Minister hangs around long enough to get his picture taken, says I'm the only photographer that didn't take advantage of him when he said to do whatever I wanted, complemented me on not disturbing the ceremony and asked for cards for referrals (first time this ever happened), changed back to his informal wear, told me to lock up when I was done, and left for the hospital again.
There was no AC, and it was about 88F and at least 80% humidity. The groomsmen seemed happy, since this gave them a reason to drag the cooler inside the church during the post-ceremony formals. I locked up and crawled through the hole in the door when I left.
Bride insists that the bridesmaids wear their dresses until the first dance is over. They couldn't afford food at the reception, so we all went to a restaurant before the reception. For another 3 hrs. They had about 1/2 enough tables for all of us, so a cute bridesmaid sat in my lap and fed me dinner. I let her.
For the first three hours, no one set foot in the reception hall. Why, you might ask? It's because the Eagles were holding the most sacred of townie social events - a mud bog race. Really. It's a tough choice, reception or mud bog race, and I'd probably have done the same thing. So them being good ol boys, one of the groomsmen decided to "enter" the honeymoon truck. With the entire wedding party and most of the guests watching, he got it stuck at exactly the same place three times in a row, and still decided to go around for a fourth try. By that time the guy that was pulling them out got tired of it and went home. So the truck's stuck for good.
Reception went another 1.5hrs before anyone decided to start the dances, at which point the bridesmaids (still in their dresses) are threatening mutiny by cutting the cake themselves. The lights in this place take 5 minutes to warm up, and she picks as a schedule of events that includes a dance, cut cake, dance, garter toss, dance, bouquet toss. So it takes 5 minutes between each set of events. She gets impatient, so we take cake photos and garter and bouquet toss in the dark. Dollar dances take another hour and net at least $750. By then the bridesmaids are good and drunk and bored. The hottest one grabs me, drags me out on the dance floor, a chair appears from out of nowhere, and I get a lap dance. I hand my cam to the nearest person for safekeeping. The drunk townie fires off 28 frames, and misses both me and the chick on top of me each and every one of those 28 attempts.
I learned a lot that day:
- You don't go to Hell immediately after throwing a brick through the front door of a church.

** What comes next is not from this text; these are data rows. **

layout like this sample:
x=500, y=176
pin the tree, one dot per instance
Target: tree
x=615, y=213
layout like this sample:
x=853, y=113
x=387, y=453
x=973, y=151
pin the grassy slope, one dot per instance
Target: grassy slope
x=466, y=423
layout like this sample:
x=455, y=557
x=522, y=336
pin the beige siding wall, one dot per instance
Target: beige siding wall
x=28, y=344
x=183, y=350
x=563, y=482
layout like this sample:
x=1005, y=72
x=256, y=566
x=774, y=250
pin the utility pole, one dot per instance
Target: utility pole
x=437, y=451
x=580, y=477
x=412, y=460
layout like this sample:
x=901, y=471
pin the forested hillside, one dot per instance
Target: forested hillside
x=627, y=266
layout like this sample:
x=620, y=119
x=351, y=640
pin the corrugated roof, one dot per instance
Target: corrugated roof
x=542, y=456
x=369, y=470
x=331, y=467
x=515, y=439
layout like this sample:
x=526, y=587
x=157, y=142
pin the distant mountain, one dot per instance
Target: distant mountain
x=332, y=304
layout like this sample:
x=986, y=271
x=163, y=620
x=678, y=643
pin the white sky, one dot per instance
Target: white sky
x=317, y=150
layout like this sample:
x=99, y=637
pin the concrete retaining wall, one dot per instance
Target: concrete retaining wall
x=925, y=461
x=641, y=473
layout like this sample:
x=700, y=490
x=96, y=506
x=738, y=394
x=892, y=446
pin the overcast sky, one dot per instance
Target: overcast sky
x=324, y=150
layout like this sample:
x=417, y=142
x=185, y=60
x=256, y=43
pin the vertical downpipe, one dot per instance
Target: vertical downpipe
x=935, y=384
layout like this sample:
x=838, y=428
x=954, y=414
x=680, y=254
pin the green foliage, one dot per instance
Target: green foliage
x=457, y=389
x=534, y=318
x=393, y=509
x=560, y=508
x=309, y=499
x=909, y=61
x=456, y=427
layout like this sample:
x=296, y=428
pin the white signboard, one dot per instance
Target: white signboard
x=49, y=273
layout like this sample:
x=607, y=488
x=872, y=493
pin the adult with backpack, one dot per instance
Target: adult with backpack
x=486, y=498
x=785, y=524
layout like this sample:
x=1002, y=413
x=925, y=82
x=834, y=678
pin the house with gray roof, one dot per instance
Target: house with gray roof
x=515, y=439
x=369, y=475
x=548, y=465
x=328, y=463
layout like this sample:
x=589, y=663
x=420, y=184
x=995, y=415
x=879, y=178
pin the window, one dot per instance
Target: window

- You don't go to Hell immediately if you go to a mud bog race instead of your wedding reception.
- You don't go to Hell immediately if you're a groomsmen and you enter the company truck in a mud bog race, but you do get stuck in the same place four times, so I think He probably doesn't care too much for it.
- 98% of guests who don't have money riding on the outcome of the mud race will leave after 1hr and 45mins of not having cake.
- Lap dances are scary.
- You don't go to Hell immediately after a lap dance, but I can't imagine Him caring much for that, either.
- Maybe putting "Budget-Friendly" in my phone book ad wasn't the smartest thing to do.
- The probability of having the photographer's BMW "decorated" with beer and leftover window paint at an event such as this approaches 103%.
- That's the end of my "I stay until the reception ends" policy.